Timeline of a horrendous hangover
Big night out? Comic Stephen Bailey feels your pain...
Wake up and freak out. What's that under the duvet next to you? Phew - it's just last night's McDonald's.
Discover you didn't get in 'til 3.56am when you see the time on the "Amm himj ssdfe" text to your friends.
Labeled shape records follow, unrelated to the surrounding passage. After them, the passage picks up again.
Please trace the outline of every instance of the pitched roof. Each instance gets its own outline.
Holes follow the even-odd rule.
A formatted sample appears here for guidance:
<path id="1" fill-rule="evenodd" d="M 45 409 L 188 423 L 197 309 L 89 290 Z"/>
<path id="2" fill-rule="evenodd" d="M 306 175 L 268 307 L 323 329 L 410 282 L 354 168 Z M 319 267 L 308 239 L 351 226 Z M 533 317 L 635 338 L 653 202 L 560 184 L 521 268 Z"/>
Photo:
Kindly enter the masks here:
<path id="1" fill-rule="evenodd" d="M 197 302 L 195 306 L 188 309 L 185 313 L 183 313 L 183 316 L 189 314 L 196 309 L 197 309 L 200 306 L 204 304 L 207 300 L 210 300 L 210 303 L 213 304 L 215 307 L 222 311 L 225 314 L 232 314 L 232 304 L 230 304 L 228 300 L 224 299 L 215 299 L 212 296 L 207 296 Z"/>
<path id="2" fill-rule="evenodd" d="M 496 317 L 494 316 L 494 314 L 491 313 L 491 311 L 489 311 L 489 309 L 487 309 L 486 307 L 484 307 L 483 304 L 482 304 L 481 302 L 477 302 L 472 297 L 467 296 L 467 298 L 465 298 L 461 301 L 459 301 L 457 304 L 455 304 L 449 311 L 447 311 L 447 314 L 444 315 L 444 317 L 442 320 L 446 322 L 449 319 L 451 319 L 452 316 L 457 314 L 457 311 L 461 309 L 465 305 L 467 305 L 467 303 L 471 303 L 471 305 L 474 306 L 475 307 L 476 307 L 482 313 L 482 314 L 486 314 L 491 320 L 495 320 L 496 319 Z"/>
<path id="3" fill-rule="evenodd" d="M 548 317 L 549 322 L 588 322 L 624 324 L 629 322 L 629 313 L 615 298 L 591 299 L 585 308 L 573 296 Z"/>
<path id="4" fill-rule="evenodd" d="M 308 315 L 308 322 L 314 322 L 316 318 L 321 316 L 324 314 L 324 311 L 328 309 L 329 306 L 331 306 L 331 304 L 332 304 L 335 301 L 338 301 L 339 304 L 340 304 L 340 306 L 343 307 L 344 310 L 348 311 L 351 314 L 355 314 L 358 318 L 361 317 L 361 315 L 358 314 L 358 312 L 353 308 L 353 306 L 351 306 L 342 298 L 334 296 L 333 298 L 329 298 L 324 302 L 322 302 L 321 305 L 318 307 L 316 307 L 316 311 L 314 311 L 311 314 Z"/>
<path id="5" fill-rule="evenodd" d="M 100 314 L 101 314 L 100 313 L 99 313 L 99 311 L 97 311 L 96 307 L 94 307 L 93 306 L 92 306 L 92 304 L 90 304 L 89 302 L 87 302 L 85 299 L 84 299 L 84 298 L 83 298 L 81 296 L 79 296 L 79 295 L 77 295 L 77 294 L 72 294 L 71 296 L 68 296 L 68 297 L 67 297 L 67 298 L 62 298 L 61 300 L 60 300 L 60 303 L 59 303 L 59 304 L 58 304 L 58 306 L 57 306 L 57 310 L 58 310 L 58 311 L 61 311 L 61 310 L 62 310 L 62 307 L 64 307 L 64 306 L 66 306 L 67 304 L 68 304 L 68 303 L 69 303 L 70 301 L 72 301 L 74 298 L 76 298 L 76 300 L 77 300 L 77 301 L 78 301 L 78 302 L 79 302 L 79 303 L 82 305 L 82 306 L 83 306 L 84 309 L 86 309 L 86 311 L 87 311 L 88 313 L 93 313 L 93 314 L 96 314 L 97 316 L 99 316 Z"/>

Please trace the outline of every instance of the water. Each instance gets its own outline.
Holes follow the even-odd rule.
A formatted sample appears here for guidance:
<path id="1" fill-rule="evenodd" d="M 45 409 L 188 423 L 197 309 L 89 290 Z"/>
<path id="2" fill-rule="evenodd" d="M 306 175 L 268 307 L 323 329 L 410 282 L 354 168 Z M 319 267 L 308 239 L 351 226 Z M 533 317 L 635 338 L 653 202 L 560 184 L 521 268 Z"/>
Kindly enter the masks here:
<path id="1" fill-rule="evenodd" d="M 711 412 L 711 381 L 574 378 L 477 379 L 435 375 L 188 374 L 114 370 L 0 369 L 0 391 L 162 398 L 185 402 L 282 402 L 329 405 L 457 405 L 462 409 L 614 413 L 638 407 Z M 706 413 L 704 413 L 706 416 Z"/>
Your mouth still tastes like Jäger Bombs - must stay away from naked flames. Water required: position yourself by the tap for the next 30 minutes.
Try - and fail - to piece together the night's movements by deciphering the smeared stamps on your hand.
Discover 'Fit Brian' in your contacts. Who is Fit Brian? And why were you ringing him at 3am?
Find the strength to turn on your iPad. Netflix was made for hangovers. Watch season one of Pretty Little Liars without moving.
Feel a wave of selfie shame as friends start tagging you on Facebook/Instagram. Why did you do the duck face? WHY?
Check your bank account and realise you spent the deposit for your house on shots.
Make a confused Just Eat order: sweet and sour chicken balls, cheesy garlic bread and a samosa.
Get a text saying, "OMG is this you?!!" with a video of your Single Ladies dance. Pray it doesn't go viral.
Takeaway regret: curl up in a self-pity ball and whimper, "I'm dying."
You're wide awake, but your stomach doesn't feel like a washing machine any more - and the sweats have gone. Hallelujah!